While digital information accuracy is important to all document preservation, some institutions benefit from it more than others. Intelligent Information Management (IIM) and paperless offices are sufficient for most businesses, but if the content is important for historical or informational purposes rather than a backup, the quick and easy options for digitization don’t always do the trick. There are serious pitfalls of intelligent capture, especially if a precise representation of the document’s content is important to a collection, such as legal documents, documents used for research and reference, or a historical document collection like a digital library.
In these cases, human factors can never be replaced by technology because of the intelligence and problem-solving care experts possess. Whether the end result is for a paperless office or a collection of documents, the metadata, organization, and hands-on human approach can make the resulting digital library much more accurate and efficient.
When handling documents, a human touch is invaluable. While smart scanners can do a great job scanning without the aid of a human, they don’t always know to stop if there’s a problem, or even register that a problem occurred.
Important documents can have rips or rough edges that hamper a smooth feed, causing further damage to the document in the scanning process. Other documents could contain a missed staple or paperclip, or a few pages could slip off the feed due to an unexpected air draft. These are times a human can intervene.
Human touch and monitoring of the scanning process can prevent damage, provide custom solutions on the fly, and identify gaps in a collection long before originals are lost or destroyed. This human-monitored scanning process ensures that nothing goes awry.
Optical character recognition (OCR) is an essential part of digitizing; however, in cases where every word must be accurately digitized, the human eye absolutely cannot be replaced by software. Once a document is OCR’d, most optical reading software highlights low confidence characters that should be examined to confirm accuracy. Often these characters are only one or two letters off from the correct word or number, but the computer isn’t able to distinguish what the text is supposed to be. Common one-off characters include ri instead of n, rn instead of m, and 8 instead of S. When it comes to search, accuracy is hampered by poor OCR.

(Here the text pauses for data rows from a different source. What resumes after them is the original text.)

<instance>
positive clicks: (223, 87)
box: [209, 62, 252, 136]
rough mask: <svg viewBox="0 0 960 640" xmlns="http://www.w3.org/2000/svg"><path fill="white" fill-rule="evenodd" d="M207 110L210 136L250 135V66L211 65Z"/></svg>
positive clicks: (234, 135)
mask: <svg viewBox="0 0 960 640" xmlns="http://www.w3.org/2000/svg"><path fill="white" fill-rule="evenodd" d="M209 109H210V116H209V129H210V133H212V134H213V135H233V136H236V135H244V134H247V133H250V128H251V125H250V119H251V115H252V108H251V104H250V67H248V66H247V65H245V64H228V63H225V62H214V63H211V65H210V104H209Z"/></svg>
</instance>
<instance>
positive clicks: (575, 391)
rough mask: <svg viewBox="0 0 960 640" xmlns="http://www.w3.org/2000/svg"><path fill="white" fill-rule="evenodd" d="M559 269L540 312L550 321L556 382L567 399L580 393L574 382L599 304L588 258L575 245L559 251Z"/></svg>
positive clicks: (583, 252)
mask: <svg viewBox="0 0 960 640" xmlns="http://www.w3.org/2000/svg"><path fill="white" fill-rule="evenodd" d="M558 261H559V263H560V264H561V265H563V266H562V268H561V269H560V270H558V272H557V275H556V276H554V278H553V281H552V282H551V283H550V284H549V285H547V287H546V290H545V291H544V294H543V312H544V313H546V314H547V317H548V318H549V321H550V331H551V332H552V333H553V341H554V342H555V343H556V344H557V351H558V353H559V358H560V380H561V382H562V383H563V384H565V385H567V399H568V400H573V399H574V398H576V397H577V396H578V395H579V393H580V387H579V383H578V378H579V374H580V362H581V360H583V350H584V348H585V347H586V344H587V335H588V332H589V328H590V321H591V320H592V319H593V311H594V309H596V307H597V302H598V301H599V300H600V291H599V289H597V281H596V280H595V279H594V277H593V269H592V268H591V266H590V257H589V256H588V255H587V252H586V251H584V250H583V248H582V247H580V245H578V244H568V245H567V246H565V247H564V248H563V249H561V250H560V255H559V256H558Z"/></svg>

OCR software can also fail to register the correct order of text if there are multiple columns or text boxes or misrepresent handwritten notes as pictures on the page. Even if the words are correctly identified, but the reading order is wrong, the final searchable document can end up vastly different from the original and impede quick research. If text is recognized as images, the search function is lost altogether.
When a collection is used for reference or research, precise OCR is often the difference between finding a search term almost instantly, and not finding it at all.
The human mind catches patterns and solves puzzles much more creatively than current software can automate. When tagging documents with metadata, familiarity with the content is crucial, and only a human can work with documents at that level. Because of specialized familiarity, a human is able to match and label works a computer wouldn’t be able to sort without additional input, such as when an author is referred to or published under different names.
When tagging for a paperless office, automated metadata generation may be enough. However, for a more robust search and detailed collection, a human can determine the search categories the institution needs and how the collection will be used, so that relevant metadata is recorded to create a functional and useful collection. The human mind can also notice themes when working intimately with documents and is able to tag them accordingly.
When it comes to digitizing, IIM is the answer for many. But for a quality digital collection, archived for history and enhanced by robust search, the human factor combined with efficient technical processes is essential.